Adyton is an event-driven network simulator, written in C++, for Opportunistic Networks (a.k.a. Delay-Tolerant Networks) that is capable of processing contact traces. The Adyton simulator supports a plethora of routing protocols and real-world contact traces, while also providing several congestion control mechanisms and buffer management policies.

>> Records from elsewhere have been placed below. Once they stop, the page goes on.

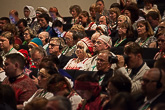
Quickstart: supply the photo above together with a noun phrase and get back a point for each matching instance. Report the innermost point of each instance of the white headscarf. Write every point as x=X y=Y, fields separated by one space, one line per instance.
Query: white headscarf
x=32 y=11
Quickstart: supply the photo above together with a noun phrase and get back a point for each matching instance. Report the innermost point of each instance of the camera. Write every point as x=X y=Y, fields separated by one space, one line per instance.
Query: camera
x=114 y=59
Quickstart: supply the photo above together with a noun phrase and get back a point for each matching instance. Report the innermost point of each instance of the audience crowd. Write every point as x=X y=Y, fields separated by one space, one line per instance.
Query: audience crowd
x=107 y=59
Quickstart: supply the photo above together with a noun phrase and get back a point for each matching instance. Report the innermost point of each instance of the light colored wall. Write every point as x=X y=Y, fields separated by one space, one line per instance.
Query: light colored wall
x=62 y=5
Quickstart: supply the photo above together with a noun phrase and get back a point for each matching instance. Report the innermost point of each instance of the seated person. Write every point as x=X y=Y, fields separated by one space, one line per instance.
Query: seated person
x=35 y=42
x=161 y=44
x=83 y=52
x=145 y=34
x=136 y=66
x=59 y=86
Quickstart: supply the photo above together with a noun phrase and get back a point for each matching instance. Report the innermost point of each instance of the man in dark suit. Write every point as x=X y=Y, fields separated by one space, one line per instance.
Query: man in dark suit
x=153 y=83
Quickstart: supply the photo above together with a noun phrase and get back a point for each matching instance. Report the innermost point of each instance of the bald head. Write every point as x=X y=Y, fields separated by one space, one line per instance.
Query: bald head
x=44 y=36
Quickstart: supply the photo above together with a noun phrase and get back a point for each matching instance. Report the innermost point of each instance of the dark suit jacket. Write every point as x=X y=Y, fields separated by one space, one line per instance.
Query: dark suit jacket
x=160 y=99
x=64 y=60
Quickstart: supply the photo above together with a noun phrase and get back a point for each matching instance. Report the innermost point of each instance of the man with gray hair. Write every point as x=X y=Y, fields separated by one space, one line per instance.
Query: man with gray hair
x=58 y=103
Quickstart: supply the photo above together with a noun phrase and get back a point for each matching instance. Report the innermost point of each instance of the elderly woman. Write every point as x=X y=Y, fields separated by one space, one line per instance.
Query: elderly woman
x=84 y=48
x=145 y=34
x=75 y=10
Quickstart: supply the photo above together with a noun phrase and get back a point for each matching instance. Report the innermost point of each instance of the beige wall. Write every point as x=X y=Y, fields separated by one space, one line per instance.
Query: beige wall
x=62 y=5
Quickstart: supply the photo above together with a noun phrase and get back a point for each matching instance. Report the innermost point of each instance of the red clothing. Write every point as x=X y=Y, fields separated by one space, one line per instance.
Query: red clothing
x=24 y=88
x=92 y=104
x=17 y=40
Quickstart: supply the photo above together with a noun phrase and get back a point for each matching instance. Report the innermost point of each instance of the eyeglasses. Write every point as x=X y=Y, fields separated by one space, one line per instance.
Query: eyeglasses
x=147 y=80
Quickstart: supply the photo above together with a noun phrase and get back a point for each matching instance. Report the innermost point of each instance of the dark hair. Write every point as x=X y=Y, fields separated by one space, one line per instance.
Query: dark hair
x=154 y=15
x=148 y=1
x=121 y=82
x=63 y=102
x=45 y=16
x=160 y=63
x=6 y=19
x=77 y=34
x=9 y=36
x=11 y=28
x=100 y=1
x=132 y=47
x=13 y=12
x=115 y=5
x=7 y=95
x=54 y=9
x=48 y=64
x=77 y=8
x=16 y=57
x=86 y=77
x=22 y=21
x=134 y=11
x=57 y=23
x=56 y=83
x=85 y=14
x=1 y=62
x=40 y=49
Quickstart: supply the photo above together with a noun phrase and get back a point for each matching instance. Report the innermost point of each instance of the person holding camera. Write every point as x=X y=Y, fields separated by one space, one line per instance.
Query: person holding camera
x=136 y=67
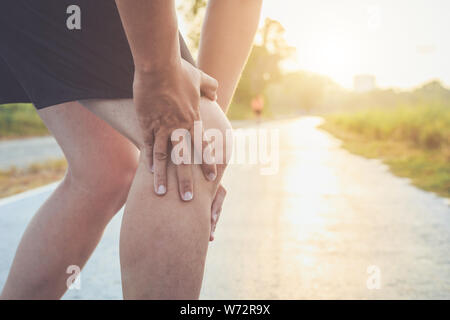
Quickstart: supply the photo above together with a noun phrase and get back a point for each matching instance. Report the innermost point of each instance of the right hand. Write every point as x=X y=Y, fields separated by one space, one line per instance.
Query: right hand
x=168 y=98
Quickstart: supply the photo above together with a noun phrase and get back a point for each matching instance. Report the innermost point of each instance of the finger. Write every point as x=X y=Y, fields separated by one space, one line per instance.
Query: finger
x=185 y=182
x=216 y=209
x=208 y=86
x=160 y=157
x=209 y=169
x=149 y=150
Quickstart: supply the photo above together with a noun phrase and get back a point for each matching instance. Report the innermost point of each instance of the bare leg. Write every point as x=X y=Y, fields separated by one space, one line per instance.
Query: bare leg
x=68 y=226
x=163 y=241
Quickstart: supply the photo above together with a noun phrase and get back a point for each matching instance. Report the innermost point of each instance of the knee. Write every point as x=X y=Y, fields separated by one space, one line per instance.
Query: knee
x=106 y=180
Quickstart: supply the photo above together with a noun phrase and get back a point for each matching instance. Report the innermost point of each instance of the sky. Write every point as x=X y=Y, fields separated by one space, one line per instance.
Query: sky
x=403 y=43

COORD: A multi-copy routing protocol for Opportunistic Networks

The Coordinated Delegation Forwarding (COORD) allows each node to make replication decisions by taking into account not only its own perception of the highest utility in the network but also the highest utility as perceived by other nodes. In this way, nodes can coordinate their replication decisions in order to avoid unnecessary packet replications and thus achieve a more efficient replication process. COORD is generic in the sense that it can be implemented on top of any utility metric. Furthermore, COORD reduces the routing cost without sacrificing performance and that this is true for any utility metric.


RLDP: A RLNC-based broadcast protocol for MANETs

The Random Linear network coding over Dominant Pruning (RLDP) protocol combines random linear network coding (RLNC) with deterministic broadcasting. More specifically, the proposed algorithm implements CDS (Connected Dominating Set) based forwarding rules “on the generation level” in order to allow the flow of packet generations over the CDS. The rationale is that the CDS will provide a more systematic and topology-aware pruning of redundant transmissions without impairing the coding efficiency of RLNC. To distributively construct a CDS in order to broadcast messages RLDP uses the Partial Dominant Pruning (PDP) algorithm.


NOB-CR: A XOR-based broadcast protocol for MANETs

We introduce a new broadcast approach called Network COding Broadcast with Coding-based Redundancy (NOB-CR). Our approach incorporates new techniques in the coding operation that further enhance the broadcasting performance in terms of delivery delay, energy efficiency and network resources utilization.


CCAF: A congestion control algorithm for Opportunistic Networks

In collaboration with Dimitrios-Georgios Akestoridis.

The Congestion Control with Adjustable Fairness (CCAF) algorithm provides a tunable trade-off between efficiency and fairness. CCAF relies on the social preferences of the nodes for dynamically tuning the aforementioned trade-off. Furthermore, it incarnates the described functionality in a generic manner that can be incorporated to virtually any utility-based routing protocol for Opportunistic Networks.


CrossWorld: A new paradigm for producing large scale synthetic traces

In collaboration with Athanasios Koufoulis.

CrossWorld uses real human traces as building blocks and models the interaction of users from different blocks. In this way, we are able to model a higher degree of separation while at the same time preserve certain characteristics observed in real traces such as the distribution of inter-contact time, the distribution of contact duration and the clustering coefficient.